In March 2024, Soulcial Kitchen and Food is Love, an eight-time Emmy nominated television show and not-for-profit social impact company headquartered in Alton, merged efforts. Michel now serves as the president of all Food is Love’s charitable, community impact efforts, working closely with master chef and Food is Love TV show host Lasse Sorensen.
Expanding into the Metro East
Working together, Michel and Sorensen have worked to expand partnerships across the Metro East and St.
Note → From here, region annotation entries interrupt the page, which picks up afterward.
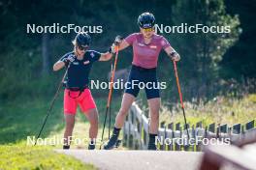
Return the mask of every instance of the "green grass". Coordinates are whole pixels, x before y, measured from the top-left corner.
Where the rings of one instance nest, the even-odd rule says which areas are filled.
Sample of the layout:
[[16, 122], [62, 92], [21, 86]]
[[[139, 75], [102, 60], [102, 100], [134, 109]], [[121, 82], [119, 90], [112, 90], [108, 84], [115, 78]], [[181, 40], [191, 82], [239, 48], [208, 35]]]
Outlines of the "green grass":
[[[65, 122], [63, 115], [62, 95], [58, 97], [52, 113], [48, 117], [42, 133], [42, 138], [63, 136]], [[47, 115], [51, 99], [34, 99], [2, 102], [0, 105], [0, 169], [94, 169], [70, 156], [56, 154], [53, 149], [60, 149], [62, 145], [27, 145], [27, 136], [36, 136]], [[101, 137], [107, 98], [95, 99], [100, 118], [98, 138]], [[119, 109], [120, 97], [112, 100], [112, 126]], [[78, 109], [74, 136], [88, 137], [89, 123], [85, 116]], [[105, 131], [105, 140], [108, 128]], [[71, 148], [87, 148], [87, 143]]]
[[[187, 121], [191, 125], [202, 121], [204, 126], [211, 123], [245, 124], [256, 119], [256, 94], [247, 95], [240, 99], [234, 98], [216, 97], [208, 101], [200, 103], [185, 102]], [[184, 124], [180, 104], [171, 107], [164, 104], [160, 114], [160, 122]]]
[[50, 147], [24, 145], [0, 146], [0, 169], [5, 170], [93, 170], [93, 165], [83, 164], [71, 156], [56, 154]]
Louis region, including in East St Louis, Washington Park, Granite City and most recently, Collinsville at the Old Herald hospitality campus.
“Derik Reiser (owner of Old Herald) was an early adopter of our Currency of Caring mission, and we are now actively working together to scale it across the region,” said Michel.”
“We’re in the process of completely reinventing the Old Herald restaurant menu through Food is Love and also plan to open a dessert concept at Old Herald Square next to the outdoor concert stage. Meanwhile, The Old Herald associated Ardent Spirits distilling and brewing brand has just released a new line of packaged mixed drinks under the “Spirit of Giving” banner to support the Currency of Caring mission. The three initial flavors to roll out are espresso martini, mojito and old fashioned, with more on the way and 100% of profits directed to charity.”
Michel is especially proud of a food truck event set for 11 a.m. to 1 p.m. on Saturday, Nov. 23 at the Dellwood Recreation Center in Ferguson, which illustrates the growth of Soulcial Kitchen and Food is Love.
“This is the third year we’ve been invited to Ferguson, Missouri, to feed hungry families and we’ve grown from three food trucks in 2002 to five in 2023 and now to seven in 2024,” Michel said. “This will be the biggest free food truck giveaway ever in St. Louis with seven food trucks and 700 meals, all free to families in Ferguson.
“The meals are great, but each one of these trucks are also a winning story as they feature someone that has come from, or joined into, our entrepreneurial program. They have great mobile businesses and every once in a while, they get to do this mission, and they love it.”